Outras instituições com atuação mais especializada na salvaguarda do patrimônio cultural também têm recomendações de atividades educativas para serem realizadas pelos professores com seus alunos, e que podem ser outras fontes de inspiração. O Instituto do Patrimônio Histórico e Artístico Nacional - IPHAN -, por exemplo, tem uma série de publicações para fundamentar e orientar a educação patrimonial produzidas para diferentes níveis de aprofundamento, que podem ser buscadas no site do Instituto.
1. Nós somos nosso maior patrimônio!
Esta atividade busca explorar a ideia de que o patrimônio imaterial é fonte de identificação e reside na capacidade criativa das pessoas e suas formas de expressão. Tem como objetivo a compreensão de que nós somos nosso maior patrimônio, por isso a importância do autoconhecimento e do respeito a si mesmo e ao outro. O quê, o como e o porquê preservamos tem a ver com quem somos e onde estamos. Para isso sugerimos um exercício de autoretrato que busque explorar além dos aspectos físicos, as qualidades, gostos, características psicológicas e curiosidades.

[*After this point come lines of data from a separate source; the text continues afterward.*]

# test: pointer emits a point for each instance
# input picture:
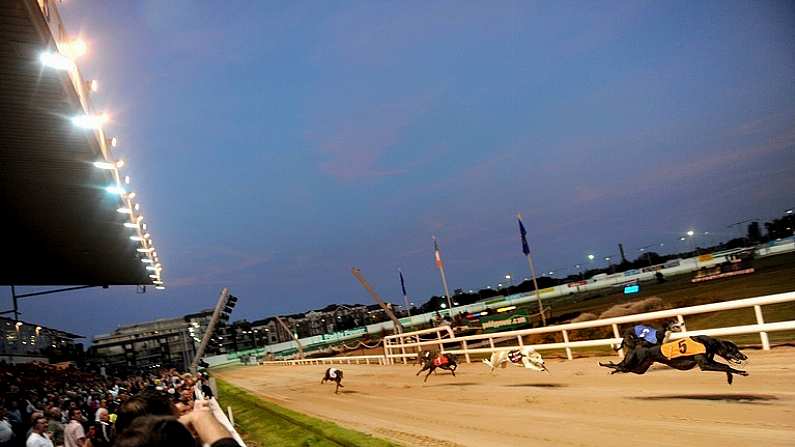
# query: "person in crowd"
(55, 426)
(38, 434)
(74, 434)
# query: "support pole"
(224, 295)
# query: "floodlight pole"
(222, 298)
(294, 336)
(358, 274)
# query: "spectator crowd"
(50, 406)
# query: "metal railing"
(351, 360)
(402, 342)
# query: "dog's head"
(729, 351)
(673, 326)
(536, 362)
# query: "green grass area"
(263, 423)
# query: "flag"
(437, 254)
(523, 233)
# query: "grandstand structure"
(70, 216)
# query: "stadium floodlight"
(116, 190)
(76, 48)
(56, 60)
(104, 165)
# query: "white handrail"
(760, 327)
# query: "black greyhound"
(647, 335)
(443, 361)
(683, 354)
(334, 375)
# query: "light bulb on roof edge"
(104, 165)
(116, 190)
(56, 60)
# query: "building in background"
(23, 342)
(160, 343)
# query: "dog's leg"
(707, 365)
(427, 375)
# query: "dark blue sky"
(274, 145)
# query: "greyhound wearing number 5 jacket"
(683, 354)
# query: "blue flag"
(523, 233)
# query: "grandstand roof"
(60, 225)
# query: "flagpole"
(440, 264)
(532, 267)
(405, 295)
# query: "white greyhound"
(527, 357)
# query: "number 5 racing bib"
(685, 347)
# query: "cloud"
(225, 263)
(353, 148)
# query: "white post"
(566, 342)
(617, 335)
(762, 335)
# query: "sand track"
(578, 404)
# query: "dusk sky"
(275, 145)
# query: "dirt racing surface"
(577, 404)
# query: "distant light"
(104, 165)
(76, 48)
(116, 190)
(90, 121)
(56, 60)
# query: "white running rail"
(396, 345)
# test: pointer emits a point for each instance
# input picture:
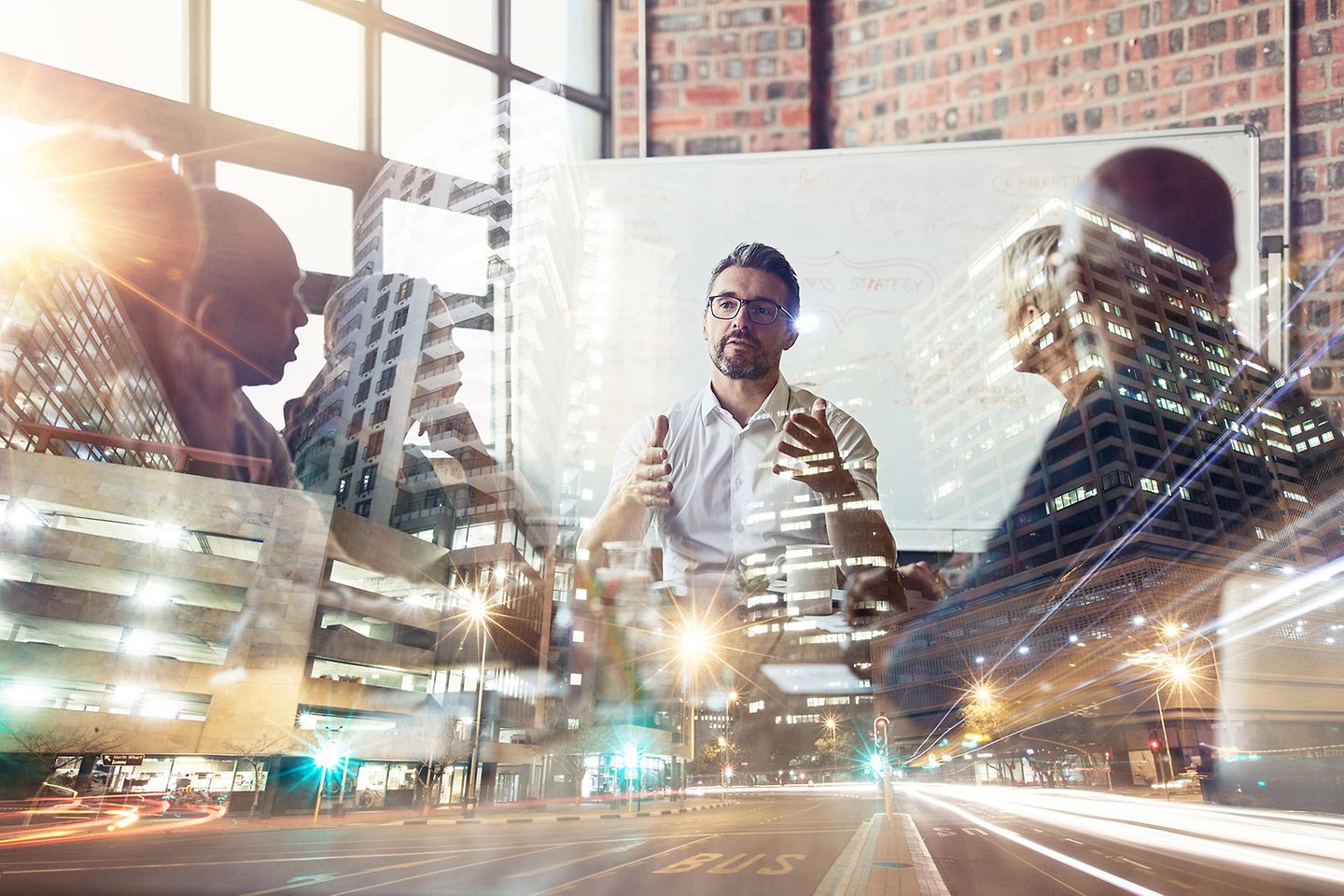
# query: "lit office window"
(559, 39)
(134, 43)
(472, 21)
(287, 64)
(439, 112)
(316, 217)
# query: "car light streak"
(93, 819)
(1303, 846)
(1127, 886)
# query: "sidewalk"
(559, 812)
(885, 859)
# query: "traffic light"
(329, 755)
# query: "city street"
(981, 841)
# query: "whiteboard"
(875, 235)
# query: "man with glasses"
(749, 465)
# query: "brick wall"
(727, 76)
(928, 70)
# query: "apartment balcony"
(437, 404)
(97, 608)
(461, 309)
(437, 375)
(347, 645)
(437, 473)
(348, 694)
(439, 343)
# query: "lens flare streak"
(1305, 846)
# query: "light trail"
(97, 819)
(1077, 864)
(1303, 846)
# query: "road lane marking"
(441, 871)
(636, 861)
(1133, 862)
(11, 872)
(576, 861)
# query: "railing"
(179, 455)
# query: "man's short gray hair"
(1029, 272)
(765, 259)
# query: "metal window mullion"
(374, 89)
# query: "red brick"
(1335, 210)
(712, 94)
(796, 116)
(1269, 86)
(678, 121)
(1310, 78)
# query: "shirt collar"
(776, 406)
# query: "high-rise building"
(1184, 437)
(445, 382)
(1147, 541)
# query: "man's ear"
(206, 317)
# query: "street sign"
(121, 759)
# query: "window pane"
(543, 124)
(93, 36)
(472, 21)
(559, 39)
(437, 112)
(289, 64)
(17, 133)
(317, 217)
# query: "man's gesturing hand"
(644, 483)
(819, 452)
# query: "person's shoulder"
(678, 414)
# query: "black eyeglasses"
(760, 311)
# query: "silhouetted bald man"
(1172, 193)
(245, 312)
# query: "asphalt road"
(981, 846)
(769, 847)
(984, 843)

Sugerimos que o professor busque analisar os resultados com o grupo, explore cores e formas da pele, dos cabelos e olhos, as proporções do corpo, esteja atento aos conceitos de autoestima e pertencimento, quebrando os estereótipos de feio ou bonito, de aceitação ou de rejeição, e estimule a prática da alteridade e da empatia. Provoque reflexões: Como eu me vejo? Eu me aceito como sou? Como vejo os outros? Como é a diversidade do nosso grupo? Qual a força desse grupo, suas qualidades e potenciais?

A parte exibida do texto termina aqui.